Ce sont des extraits de ce poème et uniquement ceux-ci qui ont été utilisés il y a quelques jours, par le général Delort, président du Comité d’entente des associations patriotiques, pour crier sa colère devant la décision de François Hollande de « panthéoniser » Jean Zay. Le texte du général Delort reprend, comme l’explique sur son blog Secret défense mon confrère Dominique Merchet, « sans nuance, les accusations de l'extrême-droite des années 30 ». 
Libre à chacun de penser ce qu’il veut de cette décision et d'argumenter. Libre aussi de lui rétorquer que l’Histoire est une matière scientifique sensible, qu’une opinion ne peut être forgée sur une seule déclaration, laquelle doit être mise en perspective et qu’il est indispensable de passer l’ensemble des faits au tamis du sens critique.
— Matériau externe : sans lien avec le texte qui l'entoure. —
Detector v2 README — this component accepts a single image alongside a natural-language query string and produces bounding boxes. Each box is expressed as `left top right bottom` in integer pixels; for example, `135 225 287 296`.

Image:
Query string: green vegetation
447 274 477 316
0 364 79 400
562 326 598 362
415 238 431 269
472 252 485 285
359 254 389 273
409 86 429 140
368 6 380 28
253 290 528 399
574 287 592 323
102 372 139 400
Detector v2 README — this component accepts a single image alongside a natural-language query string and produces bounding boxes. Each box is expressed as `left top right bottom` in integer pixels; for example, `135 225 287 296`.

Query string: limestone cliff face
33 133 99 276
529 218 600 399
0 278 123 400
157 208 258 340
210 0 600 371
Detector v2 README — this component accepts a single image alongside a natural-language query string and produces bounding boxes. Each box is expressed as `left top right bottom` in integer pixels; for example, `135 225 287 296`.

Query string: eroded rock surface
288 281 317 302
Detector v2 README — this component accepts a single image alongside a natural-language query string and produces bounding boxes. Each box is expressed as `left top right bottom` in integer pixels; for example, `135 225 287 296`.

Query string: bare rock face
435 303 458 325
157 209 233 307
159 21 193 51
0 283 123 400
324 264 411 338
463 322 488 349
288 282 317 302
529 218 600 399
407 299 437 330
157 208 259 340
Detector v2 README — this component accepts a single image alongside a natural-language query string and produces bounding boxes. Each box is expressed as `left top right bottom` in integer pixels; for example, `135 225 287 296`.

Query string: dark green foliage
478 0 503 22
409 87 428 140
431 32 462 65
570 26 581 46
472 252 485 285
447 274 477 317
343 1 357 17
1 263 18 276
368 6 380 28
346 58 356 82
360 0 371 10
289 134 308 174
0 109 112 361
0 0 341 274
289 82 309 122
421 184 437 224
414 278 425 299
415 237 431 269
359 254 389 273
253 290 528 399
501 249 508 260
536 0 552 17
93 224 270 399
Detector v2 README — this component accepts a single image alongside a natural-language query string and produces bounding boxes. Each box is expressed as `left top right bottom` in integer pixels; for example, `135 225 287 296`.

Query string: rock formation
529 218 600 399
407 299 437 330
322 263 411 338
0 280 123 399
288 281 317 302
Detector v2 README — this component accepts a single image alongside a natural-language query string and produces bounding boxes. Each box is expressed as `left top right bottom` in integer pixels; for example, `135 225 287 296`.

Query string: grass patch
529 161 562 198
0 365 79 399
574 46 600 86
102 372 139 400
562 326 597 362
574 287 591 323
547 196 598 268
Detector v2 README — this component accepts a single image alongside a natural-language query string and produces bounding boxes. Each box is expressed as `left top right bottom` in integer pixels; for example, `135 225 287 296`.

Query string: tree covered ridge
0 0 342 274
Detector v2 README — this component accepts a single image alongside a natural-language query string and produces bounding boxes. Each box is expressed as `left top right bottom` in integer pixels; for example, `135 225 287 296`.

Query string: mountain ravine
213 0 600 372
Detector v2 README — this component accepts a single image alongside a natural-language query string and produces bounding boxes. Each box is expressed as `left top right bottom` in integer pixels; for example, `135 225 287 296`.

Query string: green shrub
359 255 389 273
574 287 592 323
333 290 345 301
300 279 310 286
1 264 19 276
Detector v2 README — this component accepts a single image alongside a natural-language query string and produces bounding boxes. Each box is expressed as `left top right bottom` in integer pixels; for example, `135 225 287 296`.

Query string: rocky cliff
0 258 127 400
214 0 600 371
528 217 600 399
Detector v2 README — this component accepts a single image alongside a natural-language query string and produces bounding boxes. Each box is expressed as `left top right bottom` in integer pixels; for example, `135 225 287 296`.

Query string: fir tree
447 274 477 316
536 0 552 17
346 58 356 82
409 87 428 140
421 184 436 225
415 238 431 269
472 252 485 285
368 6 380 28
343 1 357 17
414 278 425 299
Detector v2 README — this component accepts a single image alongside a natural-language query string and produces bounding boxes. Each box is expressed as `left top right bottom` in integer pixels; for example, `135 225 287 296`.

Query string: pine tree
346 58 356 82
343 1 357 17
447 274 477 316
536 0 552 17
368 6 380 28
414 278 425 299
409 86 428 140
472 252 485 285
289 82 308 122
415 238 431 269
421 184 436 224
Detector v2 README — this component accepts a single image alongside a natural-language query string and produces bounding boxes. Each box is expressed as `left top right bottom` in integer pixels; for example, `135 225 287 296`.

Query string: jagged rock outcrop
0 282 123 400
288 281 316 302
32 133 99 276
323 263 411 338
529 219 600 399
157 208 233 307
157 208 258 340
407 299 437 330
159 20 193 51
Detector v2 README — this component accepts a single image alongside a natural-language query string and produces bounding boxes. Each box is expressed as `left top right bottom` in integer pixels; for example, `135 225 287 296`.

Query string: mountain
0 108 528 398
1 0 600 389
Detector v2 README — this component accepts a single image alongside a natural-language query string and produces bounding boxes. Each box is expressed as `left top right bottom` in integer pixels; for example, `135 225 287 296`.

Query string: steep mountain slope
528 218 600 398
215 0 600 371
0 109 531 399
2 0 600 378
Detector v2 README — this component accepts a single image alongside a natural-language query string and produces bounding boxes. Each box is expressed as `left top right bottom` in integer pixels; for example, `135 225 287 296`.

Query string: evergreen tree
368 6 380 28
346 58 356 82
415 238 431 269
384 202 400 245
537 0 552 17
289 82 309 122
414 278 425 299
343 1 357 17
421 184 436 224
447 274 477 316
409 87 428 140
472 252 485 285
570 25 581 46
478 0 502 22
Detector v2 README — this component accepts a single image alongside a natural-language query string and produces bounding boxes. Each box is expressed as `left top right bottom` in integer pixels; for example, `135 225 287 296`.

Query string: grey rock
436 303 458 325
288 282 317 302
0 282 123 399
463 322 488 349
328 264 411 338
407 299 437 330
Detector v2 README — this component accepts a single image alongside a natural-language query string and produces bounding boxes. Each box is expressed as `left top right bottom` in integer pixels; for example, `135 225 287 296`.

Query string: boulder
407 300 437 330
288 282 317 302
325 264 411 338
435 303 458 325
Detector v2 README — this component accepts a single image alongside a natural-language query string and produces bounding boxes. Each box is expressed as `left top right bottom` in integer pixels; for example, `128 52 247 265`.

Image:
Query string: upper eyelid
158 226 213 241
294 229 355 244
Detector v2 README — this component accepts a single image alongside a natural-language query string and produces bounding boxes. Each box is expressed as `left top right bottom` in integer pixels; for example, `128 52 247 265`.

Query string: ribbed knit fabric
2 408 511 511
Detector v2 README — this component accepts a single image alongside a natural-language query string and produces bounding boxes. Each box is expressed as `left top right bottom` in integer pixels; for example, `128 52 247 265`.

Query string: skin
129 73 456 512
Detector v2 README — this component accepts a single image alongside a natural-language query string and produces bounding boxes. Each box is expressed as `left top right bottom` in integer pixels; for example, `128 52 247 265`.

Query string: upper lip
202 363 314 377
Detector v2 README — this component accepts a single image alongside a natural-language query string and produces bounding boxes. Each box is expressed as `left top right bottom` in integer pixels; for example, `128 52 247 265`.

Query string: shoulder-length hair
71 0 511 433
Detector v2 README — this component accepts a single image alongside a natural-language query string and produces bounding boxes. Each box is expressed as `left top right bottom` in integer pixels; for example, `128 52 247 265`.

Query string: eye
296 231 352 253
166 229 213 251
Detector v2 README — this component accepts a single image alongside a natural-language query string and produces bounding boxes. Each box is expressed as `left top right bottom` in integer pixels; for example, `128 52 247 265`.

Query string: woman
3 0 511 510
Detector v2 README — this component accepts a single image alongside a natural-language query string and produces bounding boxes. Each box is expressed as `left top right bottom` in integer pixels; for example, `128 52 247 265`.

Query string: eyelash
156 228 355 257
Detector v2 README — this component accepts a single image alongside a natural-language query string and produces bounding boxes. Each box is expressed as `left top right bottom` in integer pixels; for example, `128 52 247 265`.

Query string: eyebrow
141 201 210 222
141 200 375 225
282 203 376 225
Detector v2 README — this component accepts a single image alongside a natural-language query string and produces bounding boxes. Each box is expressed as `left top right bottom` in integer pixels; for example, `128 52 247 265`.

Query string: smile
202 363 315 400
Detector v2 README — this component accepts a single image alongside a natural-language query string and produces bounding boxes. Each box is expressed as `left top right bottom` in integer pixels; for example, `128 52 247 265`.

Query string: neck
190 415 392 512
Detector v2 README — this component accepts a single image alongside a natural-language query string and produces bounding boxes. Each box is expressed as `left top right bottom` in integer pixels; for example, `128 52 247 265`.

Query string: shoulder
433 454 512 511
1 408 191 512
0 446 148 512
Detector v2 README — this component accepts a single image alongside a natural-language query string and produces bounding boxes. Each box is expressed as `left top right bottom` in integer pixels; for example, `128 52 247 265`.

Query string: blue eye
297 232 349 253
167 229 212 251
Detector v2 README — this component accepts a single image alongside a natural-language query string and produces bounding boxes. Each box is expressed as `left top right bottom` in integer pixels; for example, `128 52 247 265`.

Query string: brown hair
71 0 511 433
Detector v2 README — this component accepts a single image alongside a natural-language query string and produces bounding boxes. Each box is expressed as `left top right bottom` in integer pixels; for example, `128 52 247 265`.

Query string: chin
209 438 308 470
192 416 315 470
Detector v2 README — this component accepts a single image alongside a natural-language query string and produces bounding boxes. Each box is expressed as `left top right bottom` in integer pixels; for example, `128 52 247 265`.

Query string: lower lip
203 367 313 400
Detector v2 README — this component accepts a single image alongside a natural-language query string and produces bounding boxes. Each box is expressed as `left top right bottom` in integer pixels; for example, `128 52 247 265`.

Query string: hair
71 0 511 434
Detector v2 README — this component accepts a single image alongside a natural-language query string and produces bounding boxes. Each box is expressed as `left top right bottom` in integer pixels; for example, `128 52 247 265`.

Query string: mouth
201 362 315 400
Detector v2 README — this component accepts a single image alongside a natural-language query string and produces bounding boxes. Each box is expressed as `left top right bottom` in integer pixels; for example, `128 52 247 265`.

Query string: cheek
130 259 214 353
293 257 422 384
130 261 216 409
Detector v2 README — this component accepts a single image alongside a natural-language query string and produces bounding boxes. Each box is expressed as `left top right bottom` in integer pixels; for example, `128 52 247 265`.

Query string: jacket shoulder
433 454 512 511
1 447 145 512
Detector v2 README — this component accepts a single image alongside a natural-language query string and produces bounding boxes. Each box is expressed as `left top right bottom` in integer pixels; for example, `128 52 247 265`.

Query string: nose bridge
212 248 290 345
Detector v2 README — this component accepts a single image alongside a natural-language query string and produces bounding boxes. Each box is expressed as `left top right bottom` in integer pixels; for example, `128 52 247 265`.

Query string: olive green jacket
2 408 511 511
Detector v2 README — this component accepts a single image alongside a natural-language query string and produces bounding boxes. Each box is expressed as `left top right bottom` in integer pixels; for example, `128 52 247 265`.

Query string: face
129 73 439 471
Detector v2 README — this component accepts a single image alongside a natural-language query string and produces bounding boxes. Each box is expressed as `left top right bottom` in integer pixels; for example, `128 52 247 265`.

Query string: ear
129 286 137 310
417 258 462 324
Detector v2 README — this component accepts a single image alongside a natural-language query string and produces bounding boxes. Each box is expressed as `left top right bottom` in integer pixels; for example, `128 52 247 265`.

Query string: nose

La prudence étant prise comme rigueur intellectuelle et non mollesse de pensée !

[1] Ministre pendant 40 mois, il fut un réformateur qui travailla sur trois projets : le droit d’auteur, la création d’une école nationale d’administration, la réforme de l’enseignement (scolarité obligatoire jusqu’à 14 ans, effectif maximal des élèves à 35 par classe, présence accrue de l’éducation physique dans les programmes…) Il fonda le CNRS  et est à la base du festival de Cannes.